Fawad Anwar, Chairman Pakistan Textile Council, on systemic crisis facing textile exporters: “Pakistan’s textile exporters are being asked to compete globally with structurally higher energy costs, fragmented taxation, delayed refunds, and policy unpredictability. These indicators clearly qualify for decisive government intervention.”
APTMA Chairman, on current conditions for textile exporters in Pakistan: “Export orders remain weak. Mills are operating below capacity. No new investment is being made due to policy uncertainty and excessive cost of borrowing.”
Shahbaz H Syed, President and CEO EXIM Bank Pakistan, on environment for textile exporters: “The current environment is a perfect storm for textile exporters — driven by rising energy costs, aggressive sustainability regulations, and redirected global supply flows from China.”
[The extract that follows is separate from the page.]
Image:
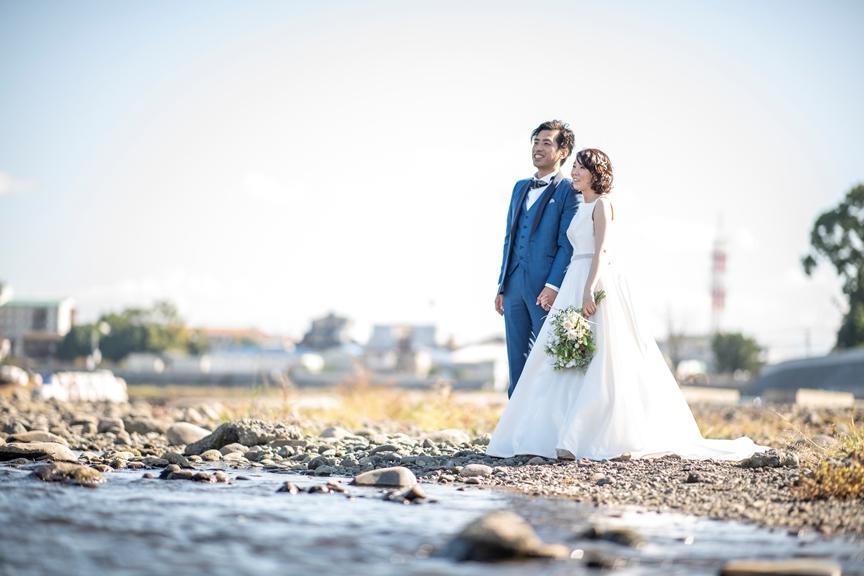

Impact: What the Disadvantages Mean for Pakistan’s Textile Exporters
For Export Revenue
An erosion of textile exporters’ competitiveness in EU markets — where they send $6.2 billion annually — would directly widen Pakistan’s trade deficit, increase dependence on IMF bailouts, and accelerate deindustrialisation in labour-intensive industries. Economists warn that once top textile exporters lose EU market share to India, regaining it takes years — if it is possible at all.
For Employment
With textile exporters in Pakistan serving as the country’s largest industrial employer, declining competitiveness and falling orders directly threaten millions of jobs — from spinning mill operators and garment workers to transport, logistics, and packaging workers across the supply chain.
For the IMF Programme
Pakistan’s textile exporters warn that the government’s response must match the urgency of the situation. Without targeted support comparable to the Rs1.2 trillion COVID-19 relief package, the structural decline of textile exporters in Pakistan will undermine foreign exchange earnings — and complicate Pakistan’s ability to meet its IMF programme targets.
Conclusion
Pakistan’s textile exporters have issued their clearest warning yet — the disadvantages are now systemic, structural, and urgent. The EU-India FTA has neutralised Pakistan’s greatest tariff edge. Energy costs remain 25 to 30 percent above regional competitors. Tax refund delays are strangling cash flow. Chinese textile exporters are flooding markets. CBAM is coming by 2027.
The list of textile exporters in Pakistan represents the most important industrial sector in the country’s economy. Top textile exporters have the capacity to compete globally — if the government acts on energy costs, tax reform, and market diversification support now.
Textile exporters in Pakistan have warned. The government has listened. The question is whether that listening produces action before Pakistan’s most important export sector permanently loses ground to rivals who are getting the support Pakistan’s textile exporters are still waiting for.